New Year, Chinese Style
// February 19th, 2007It is the second day of the lunar New Year and the third night of fireworks rumbling incessantly outside. For the last two nights I have walked around looking for an epicenter of the noises that never stop. There is not one to be found. Walking around reminds me of being a kid growing up in Chicago when the Bulls would win a championship and I would always ask my Mom to drive me around the city. The energy was palpable anywhere you went yet in no one place did it converge. The same thing is true with Chinese New Year. The fireworks never stop, the noise at times is deafening, yet walking around, the perpetrators of this ruckus are usually small families of three, two parents and a young child standing on a street corner lighting off fireworks in celebration or anticipation or maybe just because they can.

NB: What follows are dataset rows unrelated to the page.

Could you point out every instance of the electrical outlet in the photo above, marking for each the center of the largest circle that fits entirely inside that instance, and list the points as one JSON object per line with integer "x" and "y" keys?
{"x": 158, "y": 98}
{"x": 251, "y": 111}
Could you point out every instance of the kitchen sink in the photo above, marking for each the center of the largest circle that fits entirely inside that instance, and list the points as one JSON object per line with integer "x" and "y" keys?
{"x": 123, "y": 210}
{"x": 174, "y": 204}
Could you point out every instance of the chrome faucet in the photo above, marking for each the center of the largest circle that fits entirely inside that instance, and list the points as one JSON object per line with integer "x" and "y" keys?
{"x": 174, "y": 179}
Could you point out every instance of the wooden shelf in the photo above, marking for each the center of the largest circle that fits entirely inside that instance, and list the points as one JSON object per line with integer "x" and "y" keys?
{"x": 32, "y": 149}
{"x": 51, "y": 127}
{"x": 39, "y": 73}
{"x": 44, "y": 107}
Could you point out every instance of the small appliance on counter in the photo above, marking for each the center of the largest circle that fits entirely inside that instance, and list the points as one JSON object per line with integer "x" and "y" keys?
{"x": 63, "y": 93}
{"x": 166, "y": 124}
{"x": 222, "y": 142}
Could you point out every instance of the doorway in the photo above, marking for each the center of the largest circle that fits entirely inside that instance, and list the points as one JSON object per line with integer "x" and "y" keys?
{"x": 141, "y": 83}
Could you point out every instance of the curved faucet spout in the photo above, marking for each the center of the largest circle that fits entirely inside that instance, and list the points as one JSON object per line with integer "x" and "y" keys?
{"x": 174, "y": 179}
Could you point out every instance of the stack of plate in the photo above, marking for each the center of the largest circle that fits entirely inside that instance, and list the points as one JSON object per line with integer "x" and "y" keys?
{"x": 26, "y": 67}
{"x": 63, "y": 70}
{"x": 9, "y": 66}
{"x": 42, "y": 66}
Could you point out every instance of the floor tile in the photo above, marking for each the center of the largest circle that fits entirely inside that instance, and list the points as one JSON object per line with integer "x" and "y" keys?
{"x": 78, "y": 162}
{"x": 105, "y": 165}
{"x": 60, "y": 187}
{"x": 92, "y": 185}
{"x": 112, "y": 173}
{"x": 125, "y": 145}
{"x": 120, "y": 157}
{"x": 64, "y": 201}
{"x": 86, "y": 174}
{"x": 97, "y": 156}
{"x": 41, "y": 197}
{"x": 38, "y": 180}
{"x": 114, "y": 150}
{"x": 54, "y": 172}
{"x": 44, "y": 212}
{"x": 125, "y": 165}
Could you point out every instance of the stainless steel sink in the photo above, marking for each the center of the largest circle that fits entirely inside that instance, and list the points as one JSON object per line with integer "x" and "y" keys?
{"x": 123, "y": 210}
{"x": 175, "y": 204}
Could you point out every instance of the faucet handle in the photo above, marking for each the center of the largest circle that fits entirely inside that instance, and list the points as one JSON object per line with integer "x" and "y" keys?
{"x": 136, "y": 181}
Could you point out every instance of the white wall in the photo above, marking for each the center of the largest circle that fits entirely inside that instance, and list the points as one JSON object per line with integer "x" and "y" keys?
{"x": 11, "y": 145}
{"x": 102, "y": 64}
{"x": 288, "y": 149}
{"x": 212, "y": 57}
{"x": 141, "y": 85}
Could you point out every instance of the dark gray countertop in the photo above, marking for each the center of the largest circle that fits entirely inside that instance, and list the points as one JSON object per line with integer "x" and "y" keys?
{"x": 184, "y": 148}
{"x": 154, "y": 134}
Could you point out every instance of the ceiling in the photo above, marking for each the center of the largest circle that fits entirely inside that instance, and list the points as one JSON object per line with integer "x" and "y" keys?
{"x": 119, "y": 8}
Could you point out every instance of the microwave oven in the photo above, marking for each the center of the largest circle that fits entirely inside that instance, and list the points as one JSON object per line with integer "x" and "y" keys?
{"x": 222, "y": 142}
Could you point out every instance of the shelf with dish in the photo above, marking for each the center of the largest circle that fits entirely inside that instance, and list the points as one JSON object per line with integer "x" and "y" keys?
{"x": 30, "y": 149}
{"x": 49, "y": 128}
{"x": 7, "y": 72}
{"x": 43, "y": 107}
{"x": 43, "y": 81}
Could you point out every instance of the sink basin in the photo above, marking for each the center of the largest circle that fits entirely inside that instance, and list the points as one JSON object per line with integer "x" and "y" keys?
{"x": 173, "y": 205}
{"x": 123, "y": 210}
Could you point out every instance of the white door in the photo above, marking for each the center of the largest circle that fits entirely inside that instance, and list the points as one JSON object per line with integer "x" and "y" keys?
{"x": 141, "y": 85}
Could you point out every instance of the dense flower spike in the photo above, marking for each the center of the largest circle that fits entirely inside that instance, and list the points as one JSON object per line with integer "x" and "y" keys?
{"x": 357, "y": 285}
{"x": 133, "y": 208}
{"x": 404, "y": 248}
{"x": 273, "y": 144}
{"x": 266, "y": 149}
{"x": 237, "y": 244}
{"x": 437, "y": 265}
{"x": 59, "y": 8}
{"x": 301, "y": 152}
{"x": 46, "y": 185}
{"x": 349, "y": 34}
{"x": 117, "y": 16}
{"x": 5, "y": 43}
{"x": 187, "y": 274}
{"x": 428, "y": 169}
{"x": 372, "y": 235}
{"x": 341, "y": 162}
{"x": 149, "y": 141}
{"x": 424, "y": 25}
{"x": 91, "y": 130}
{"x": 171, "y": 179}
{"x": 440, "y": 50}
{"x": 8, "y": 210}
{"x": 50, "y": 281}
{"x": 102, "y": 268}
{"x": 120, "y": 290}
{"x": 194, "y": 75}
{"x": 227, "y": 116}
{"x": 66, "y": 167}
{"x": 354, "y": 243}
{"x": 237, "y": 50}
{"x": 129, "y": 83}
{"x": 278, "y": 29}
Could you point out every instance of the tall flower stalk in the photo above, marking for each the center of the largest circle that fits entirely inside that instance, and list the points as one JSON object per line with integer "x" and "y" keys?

In a way the fireworks make me sad. They make me feel like I am missing some great party, like I am alone in the office whittling away at a document while the world outside rejoices. But as I walk and wander and search, there is no happiness to be found, no great party, no big revelations, just sulfur twinged air and mounds of burnt up fireworks swept into piles waiting to be whisked away.
The fireworks are representative of China. Of the enormity of this place and while I can understand it, speak the language, know the customs, it is not something you can ever see. The enormity of China is lost within the enormity of China. 1.3 billion people. Billion is not a word our minds are well equipped to comprehend. We have never held a billion tangible anything. You can see 100,000 people at a sporting event, watch a parade of a million people, but billions, billions is something we will never know and can only trust to exist.
And on these New Years Days, and any day when I am feeling lonely, frustrated or confused, I walk around and look at the people, look at the "lao bai xing" the "old hundred names," a term Chinese use to refer to ordinary people. And when I get out of the office, away from writing grants, and chasing companies for funding, escaped from planning perfect strategic outlines and lining up government cooperation; when I walk amongst the old hundred names I am revitalized by the opportunity that I have, that PTE has, in trying to make change amongst the billions. Yet I see no billions, I see young kids eating popcorn and mothers coddling their babies and think that these young people, someday, these young old hundred names will possibly be changed for the better in the slightest little way by what we are doing here in China. And that change may never be palpable, it may stay scattered out amongst the masses and as elusive as the source of the fireworks or the epicenter of the energy after Michael Jordan led the Bulls to victory, but it will be real, possibly hidden amongst the masses and only evident in the absence of the epidemic we are working so hard to avert.